The slide in Francis’ popularity comes ahead of his first visit to the United States in September. He’s scheduled to visit Philadelphia, New York, and Washington, D.C. where he’ll become the first pope to address a joint session of Congress.

The swoon in Francis’ popularity is almost across the board, but the biggest drop comes among conservatives. Among that group, 45 percent said they view Francis favorably, down sharply from 72 percent in 2014. His favorable image among liberals tanked from 82 percent in 2014 to 68 percent this month. The pope’s favorability among moderates saw the smallest decline – from 79 percent last year to 71 percent this month.

Francis has alienated many conservatives last month by issuing an environmental encyclical in which he called for changes in human behavior to combat climate change. Many conservatives question the existence of global warming.

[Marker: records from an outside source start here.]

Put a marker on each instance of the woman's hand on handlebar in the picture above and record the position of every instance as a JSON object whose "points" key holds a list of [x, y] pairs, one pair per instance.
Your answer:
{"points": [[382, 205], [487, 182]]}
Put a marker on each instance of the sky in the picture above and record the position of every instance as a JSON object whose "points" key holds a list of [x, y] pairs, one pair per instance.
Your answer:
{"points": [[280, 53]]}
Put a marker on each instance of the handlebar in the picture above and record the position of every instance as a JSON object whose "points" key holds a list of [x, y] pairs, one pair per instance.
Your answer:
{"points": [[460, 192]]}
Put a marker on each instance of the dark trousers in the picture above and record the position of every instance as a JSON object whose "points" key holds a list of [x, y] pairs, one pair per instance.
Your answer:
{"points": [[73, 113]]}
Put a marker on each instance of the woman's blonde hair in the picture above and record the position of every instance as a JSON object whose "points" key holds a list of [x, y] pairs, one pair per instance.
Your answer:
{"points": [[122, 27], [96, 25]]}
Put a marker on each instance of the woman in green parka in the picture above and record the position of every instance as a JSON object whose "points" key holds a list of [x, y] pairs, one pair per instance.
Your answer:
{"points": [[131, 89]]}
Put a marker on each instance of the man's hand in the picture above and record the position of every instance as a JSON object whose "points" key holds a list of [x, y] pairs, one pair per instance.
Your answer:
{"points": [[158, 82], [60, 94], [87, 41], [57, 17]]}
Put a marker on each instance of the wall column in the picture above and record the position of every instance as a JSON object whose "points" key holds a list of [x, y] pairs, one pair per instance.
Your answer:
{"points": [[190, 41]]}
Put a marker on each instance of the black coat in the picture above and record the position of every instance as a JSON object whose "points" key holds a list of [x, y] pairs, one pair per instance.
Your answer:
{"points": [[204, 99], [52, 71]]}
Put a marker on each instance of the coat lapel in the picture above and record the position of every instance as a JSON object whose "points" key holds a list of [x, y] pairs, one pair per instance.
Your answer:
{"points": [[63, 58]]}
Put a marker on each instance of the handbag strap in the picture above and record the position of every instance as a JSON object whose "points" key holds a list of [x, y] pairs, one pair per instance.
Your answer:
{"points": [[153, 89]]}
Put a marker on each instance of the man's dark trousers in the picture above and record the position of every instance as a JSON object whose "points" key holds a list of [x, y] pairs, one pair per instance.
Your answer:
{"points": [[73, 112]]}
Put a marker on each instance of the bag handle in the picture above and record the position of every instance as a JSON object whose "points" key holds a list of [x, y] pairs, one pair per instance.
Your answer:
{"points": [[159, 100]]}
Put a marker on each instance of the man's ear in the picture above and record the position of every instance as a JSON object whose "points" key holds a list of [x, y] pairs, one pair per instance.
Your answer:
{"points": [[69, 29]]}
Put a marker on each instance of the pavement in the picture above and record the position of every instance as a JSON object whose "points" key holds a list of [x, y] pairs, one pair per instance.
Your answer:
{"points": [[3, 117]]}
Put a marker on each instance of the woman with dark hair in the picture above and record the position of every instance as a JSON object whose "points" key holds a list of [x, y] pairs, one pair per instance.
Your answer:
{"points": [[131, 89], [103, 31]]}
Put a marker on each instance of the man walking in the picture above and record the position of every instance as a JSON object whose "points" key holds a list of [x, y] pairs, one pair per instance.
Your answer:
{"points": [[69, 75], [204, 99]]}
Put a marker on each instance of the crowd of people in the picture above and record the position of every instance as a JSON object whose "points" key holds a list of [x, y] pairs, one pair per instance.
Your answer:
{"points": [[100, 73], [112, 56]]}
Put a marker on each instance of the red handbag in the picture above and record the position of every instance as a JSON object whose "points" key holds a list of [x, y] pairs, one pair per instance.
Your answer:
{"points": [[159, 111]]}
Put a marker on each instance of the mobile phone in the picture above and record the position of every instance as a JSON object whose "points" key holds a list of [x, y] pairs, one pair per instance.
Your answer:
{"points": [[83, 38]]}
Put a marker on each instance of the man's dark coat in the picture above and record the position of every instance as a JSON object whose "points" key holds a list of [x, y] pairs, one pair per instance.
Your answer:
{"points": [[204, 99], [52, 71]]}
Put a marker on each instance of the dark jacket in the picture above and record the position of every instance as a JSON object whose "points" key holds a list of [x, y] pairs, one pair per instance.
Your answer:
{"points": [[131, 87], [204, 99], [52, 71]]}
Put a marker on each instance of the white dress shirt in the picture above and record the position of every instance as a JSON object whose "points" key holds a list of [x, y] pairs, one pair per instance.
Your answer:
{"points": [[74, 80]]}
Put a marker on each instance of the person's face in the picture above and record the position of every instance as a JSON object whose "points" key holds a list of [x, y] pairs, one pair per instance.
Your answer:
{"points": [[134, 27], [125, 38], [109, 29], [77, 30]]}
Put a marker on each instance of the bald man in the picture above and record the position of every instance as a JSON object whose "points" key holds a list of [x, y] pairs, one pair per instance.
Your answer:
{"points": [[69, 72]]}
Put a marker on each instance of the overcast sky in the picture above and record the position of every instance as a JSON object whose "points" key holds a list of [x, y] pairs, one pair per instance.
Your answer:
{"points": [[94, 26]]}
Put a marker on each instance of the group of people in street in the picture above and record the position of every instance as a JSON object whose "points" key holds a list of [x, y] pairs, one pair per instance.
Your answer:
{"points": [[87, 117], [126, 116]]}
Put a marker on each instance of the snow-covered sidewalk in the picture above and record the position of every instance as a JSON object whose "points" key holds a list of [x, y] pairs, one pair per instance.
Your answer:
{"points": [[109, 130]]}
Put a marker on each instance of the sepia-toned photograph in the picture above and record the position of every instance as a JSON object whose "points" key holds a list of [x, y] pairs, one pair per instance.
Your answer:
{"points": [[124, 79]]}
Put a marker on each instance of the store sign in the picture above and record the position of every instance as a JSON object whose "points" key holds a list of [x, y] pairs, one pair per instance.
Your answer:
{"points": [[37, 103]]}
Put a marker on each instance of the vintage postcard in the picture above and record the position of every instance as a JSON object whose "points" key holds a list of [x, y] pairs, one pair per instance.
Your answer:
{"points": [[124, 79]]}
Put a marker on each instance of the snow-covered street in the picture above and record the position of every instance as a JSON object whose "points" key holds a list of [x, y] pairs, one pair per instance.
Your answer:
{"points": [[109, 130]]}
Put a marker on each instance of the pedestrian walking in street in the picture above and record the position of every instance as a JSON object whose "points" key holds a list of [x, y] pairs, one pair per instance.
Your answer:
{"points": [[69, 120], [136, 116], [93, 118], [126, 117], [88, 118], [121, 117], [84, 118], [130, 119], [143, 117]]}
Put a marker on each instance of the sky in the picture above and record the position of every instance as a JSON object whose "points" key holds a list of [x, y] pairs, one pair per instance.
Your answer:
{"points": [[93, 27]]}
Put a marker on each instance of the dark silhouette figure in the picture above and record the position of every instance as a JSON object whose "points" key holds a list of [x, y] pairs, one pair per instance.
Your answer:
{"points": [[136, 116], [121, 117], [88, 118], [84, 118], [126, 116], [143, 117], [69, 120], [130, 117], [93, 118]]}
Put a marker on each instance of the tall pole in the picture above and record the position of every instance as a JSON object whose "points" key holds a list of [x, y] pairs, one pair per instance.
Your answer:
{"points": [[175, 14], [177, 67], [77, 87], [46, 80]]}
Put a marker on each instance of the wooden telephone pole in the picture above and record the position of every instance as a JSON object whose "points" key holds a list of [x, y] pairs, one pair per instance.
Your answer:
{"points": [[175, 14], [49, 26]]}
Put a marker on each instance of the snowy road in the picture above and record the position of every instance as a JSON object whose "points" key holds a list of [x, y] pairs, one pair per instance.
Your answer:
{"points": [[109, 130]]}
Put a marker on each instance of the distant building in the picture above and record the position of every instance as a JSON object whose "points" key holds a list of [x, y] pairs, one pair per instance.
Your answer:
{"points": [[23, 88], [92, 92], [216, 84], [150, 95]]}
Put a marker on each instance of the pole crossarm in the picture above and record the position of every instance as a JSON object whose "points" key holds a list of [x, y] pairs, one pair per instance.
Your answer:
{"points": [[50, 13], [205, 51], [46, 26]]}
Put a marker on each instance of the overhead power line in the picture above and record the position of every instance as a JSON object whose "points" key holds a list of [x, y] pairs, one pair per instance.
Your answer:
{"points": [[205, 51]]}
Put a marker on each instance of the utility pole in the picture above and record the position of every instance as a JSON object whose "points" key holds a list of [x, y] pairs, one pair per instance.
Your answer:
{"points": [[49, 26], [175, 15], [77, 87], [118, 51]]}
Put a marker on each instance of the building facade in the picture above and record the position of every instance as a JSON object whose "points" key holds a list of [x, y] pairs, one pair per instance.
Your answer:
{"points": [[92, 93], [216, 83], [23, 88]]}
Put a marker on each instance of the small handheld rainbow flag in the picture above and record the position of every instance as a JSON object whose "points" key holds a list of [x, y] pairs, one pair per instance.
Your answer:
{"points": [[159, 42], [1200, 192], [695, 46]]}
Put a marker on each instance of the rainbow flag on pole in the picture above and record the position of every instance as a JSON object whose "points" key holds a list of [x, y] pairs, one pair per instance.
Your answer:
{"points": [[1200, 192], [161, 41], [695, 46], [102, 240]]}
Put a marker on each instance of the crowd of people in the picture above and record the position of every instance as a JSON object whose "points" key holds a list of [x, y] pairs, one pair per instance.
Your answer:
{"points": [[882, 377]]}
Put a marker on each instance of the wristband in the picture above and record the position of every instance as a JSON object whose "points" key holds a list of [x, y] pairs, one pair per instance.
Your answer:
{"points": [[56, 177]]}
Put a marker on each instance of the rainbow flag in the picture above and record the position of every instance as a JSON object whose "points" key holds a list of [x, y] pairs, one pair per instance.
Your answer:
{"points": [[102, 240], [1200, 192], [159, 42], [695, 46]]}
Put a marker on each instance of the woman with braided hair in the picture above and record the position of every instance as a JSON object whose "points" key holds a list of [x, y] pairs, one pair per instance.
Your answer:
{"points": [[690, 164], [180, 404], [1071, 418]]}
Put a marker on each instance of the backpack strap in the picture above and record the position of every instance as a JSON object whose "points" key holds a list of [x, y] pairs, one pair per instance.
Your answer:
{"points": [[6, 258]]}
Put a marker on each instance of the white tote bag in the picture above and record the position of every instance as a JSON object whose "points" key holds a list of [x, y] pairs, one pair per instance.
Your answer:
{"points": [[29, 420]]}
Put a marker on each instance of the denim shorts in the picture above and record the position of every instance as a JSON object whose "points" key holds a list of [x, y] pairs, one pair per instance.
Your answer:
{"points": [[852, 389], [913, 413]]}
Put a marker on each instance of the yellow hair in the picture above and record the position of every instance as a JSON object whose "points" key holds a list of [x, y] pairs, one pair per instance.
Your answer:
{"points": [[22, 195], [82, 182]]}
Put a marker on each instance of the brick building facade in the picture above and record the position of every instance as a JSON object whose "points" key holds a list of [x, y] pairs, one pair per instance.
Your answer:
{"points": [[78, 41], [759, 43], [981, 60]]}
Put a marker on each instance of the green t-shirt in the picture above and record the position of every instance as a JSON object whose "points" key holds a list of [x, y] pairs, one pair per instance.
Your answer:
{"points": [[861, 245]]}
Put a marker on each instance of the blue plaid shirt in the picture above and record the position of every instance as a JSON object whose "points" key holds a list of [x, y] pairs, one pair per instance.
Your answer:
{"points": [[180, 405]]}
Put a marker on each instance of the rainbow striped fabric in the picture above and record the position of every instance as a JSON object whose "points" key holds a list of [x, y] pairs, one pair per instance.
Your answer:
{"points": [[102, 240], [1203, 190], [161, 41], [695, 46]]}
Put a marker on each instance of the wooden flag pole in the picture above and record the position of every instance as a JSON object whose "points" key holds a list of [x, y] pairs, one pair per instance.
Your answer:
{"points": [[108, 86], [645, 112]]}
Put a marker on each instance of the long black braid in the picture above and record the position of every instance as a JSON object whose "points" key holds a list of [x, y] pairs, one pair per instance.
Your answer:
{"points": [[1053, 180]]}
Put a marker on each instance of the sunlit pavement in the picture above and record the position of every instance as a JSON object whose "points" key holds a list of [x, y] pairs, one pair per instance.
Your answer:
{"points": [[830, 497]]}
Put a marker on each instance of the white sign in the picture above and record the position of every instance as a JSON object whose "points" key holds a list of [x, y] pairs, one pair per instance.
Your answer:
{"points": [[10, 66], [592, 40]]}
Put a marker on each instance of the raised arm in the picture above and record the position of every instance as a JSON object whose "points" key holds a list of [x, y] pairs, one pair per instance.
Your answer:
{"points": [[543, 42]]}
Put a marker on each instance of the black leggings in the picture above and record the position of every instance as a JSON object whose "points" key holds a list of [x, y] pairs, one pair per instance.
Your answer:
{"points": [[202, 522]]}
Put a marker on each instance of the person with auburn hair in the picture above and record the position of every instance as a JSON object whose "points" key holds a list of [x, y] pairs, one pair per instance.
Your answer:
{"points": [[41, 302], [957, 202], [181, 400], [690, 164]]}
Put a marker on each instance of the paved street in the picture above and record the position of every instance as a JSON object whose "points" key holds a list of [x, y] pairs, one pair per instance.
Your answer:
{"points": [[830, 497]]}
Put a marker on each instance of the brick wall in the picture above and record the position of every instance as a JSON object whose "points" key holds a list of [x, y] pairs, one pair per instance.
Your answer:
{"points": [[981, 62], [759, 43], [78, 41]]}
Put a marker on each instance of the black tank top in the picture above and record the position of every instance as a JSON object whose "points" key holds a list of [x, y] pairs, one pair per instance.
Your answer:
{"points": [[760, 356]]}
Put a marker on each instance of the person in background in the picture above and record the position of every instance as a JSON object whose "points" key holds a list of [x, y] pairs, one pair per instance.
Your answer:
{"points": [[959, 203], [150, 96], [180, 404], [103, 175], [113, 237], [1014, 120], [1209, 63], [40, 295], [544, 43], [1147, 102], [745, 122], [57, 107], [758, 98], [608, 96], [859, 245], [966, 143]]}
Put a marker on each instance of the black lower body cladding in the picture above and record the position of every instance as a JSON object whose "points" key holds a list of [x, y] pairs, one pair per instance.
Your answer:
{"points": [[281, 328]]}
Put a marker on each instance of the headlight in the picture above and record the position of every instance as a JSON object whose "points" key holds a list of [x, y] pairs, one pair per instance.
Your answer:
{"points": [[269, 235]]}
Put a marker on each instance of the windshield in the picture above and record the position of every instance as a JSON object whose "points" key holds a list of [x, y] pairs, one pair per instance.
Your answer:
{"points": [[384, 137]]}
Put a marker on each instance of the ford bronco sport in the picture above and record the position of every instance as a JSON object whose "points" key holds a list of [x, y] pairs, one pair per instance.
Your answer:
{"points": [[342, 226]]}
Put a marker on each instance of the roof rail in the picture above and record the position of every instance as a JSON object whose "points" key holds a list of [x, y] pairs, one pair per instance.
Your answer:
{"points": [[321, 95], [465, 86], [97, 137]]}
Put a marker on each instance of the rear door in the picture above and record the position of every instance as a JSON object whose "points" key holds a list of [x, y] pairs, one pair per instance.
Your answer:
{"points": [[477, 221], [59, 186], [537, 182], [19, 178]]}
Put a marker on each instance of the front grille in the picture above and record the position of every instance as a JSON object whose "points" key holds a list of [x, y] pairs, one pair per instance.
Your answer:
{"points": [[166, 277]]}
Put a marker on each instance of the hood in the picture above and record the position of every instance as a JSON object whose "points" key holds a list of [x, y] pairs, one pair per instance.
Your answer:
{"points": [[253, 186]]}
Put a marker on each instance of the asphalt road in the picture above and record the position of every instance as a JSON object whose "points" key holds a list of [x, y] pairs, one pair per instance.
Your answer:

"I hope I’m not going to get castigated for saying this by my priest back home," former Florida Gov. Jeb Bush, a 2016 Republican presidential candidate, told reporters after Francis’ encyclical was issued. "But I don’t get economic policy from my bishops or my cardinals or my pope."

Bush, who’s Catholic, added that religion "ought to be about making us better as people, less about things [that] end up getting into the political realm."

The pontiff also drew criticism from some Republicans for his role in talks between the U.S. and Cuba that put the Cold War enemies on a path toward normalized relations.

The Cuban embassy reopened earlier this month after more than 50 years of severed ties between Havana and Washington. Shortly after President Barack Obama announced the Cuba deal in December, Sen. Marco Rubio, R-Fla., a practicing Catholic and 2016 Republican White House contender, criticized the pope.

"I would also ask His Holiness to take up the cause of freedom and democracy, which is critical for a free people, for a people to truly be free," he told reporters.

Still, Francis’ current percent favorability among Americans is higher than his immediate predecessor, Pope Benedict XVI, who retired in 2013 after an eight-year papacy. But it’s lower than Pope John Paul II, who averaged a 72 percent favorability rating throughout his 27-year tenure at the Vatican.